To understand why a little girl so full of love and laughter could feel like this, one must know a little about her growing-up. She came from a home that was broken twice, and she disliked her stepfather. Her schooldays were punctuated by quarrels and reconciliations. She always planned to escape tomorrow and because there was no money for horse riding, which she loved, she took up tennis with a $5 racket when she was 11 years old. In the back of her childish heart was the thought: "I must win to be liked. Only winners have friends."

This fighting spirit was always with her. We saw it for the first time on the first day of her first Wimbledon. A few days earlier at The Queen's Club Tournament she slightly injured her shoulder, and her famous dragon of a coach, Eleanor "Teach" Tennant, who produced such stars as Alice Marble and Bobby Riggs, wanted Maureen to scratch from The Championships. Maureen did not agree, nor at the time did she know how wrong her coach was.

She merely sacked "Teach" and called a press conference.

That had never been done at Wimbledon before and she was only 17.

Maureen was always in a hurry, and a sixth sense seemed to be driving her faster and faster. Perhaps Mozart was the same. Her dreams, and our joy of watching them unfold, ended in screams of agony on 20 July 1954 when she was riding her beloved horse, Colonel Merryboy, on a usually quiet byway outside San Diego.

On that lovely summer's day a cement truck thundered around a blind bend, and her frightened horse shied and crashed down on her twisted leg. She was 19 years and 10 months old. She had just won her third Wimbledon and was looking forward to winning her fourth US title. Although she slowly recovered enough to coach and help young players she never competed again. She was awarded $95,000 damages.

Her greatest happiness was her first and only love, her marriage to Norman Brinker. He was an international horseman, and together they built up a string of a dozen horses. They had two delightful daughters Cindy and Brenda, and set up a millionaire's home in Dallas. After saying goodbye to them all with a smile she died of cancer on 21 June 1969, the eve of Wimbledon, and at 35 was a year younger than Mozart.

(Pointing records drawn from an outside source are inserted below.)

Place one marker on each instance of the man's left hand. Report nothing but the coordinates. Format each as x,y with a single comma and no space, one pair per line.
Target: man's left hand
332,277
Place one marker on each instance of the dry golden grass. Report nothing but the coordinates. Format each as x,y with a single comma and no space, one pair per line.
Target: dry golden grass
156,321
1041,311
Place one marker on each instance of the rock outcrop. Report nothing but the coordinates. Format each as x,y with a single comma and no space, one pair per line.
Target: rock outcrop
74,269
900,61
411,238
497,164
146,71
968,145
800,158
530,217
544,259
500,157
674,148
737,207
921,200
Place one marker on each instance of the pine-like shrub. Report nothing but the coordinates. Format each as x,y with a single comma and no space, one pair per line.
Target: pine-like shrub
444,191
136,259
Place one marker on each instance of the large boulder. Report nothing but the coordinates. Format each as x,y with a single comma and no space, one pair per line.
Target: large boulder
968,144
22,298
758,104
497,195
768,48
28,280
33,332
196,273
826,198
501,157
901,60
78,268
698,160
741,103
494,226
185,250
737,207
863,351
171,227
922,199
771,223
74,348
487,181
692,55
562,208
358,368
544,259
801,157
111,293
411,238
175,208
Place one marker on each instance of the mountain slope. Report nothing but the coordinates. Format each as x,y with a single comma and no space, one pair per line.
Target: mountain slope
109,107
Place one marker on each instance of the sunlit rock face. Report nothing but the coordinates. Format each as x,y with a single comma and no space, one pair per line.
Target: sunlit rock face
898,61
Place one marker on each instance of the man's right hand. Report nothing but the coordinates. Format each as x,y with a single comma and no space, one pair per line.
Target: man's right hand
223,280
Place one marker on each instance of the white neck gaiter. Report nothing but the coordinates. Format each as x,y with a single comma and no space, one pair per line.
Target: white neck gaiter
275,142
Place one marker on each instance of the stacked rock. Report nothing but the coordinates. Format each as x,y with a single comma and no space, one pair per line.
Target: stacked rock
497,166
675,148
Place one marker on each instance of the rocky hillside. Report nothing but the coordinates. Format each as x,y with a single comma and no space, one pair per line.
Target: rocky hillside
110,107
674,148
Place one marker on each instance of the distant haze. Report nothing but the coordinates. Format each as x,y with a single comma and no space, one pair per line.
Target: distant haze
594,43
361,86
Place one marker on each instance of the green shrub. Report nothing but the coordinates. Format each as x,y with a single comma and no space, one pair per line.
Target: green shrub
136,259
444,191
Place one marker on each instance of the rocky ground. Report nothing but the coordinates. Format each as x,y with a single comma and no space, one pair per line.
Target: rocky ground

When she was 14 Brenda wrote and asked me if I would take her to Wimbledon so that she could see the stage where her mother was the star. It was a typical English spring day; morning rain had washed the air, and the lawns were as yet unencumbered by nets or marked with lines. With long fair hair and eyes so like her mother's she took in the scenes that she had only seen in pictures. We walked to the Centre Court which her mother once called "a sleeping kingdom that comes to life for two weeks every year". For the two of us it came to life that day; for me the air seemed full of yesterday's echoes, and for Brenda the atmosphere added substance to the gossamer of her dreams.

Speaking in a whisper that children use when sharing secrets Brenda said: "I wonder what my mother felt when she was playing here." I didn't know so I didn't answer. So we went inside so that Brenda could hold the champion's trophy that her mother had won. Then the thought struck me: Little Mo was only three years older than her daughter when she lifted it in triumph for the first time.

I am convinced that if my dream match were ever played, Little Mo, with her consistent driving to a length, would be the winner. Afterwards, they would probably saddle up and go for a ride.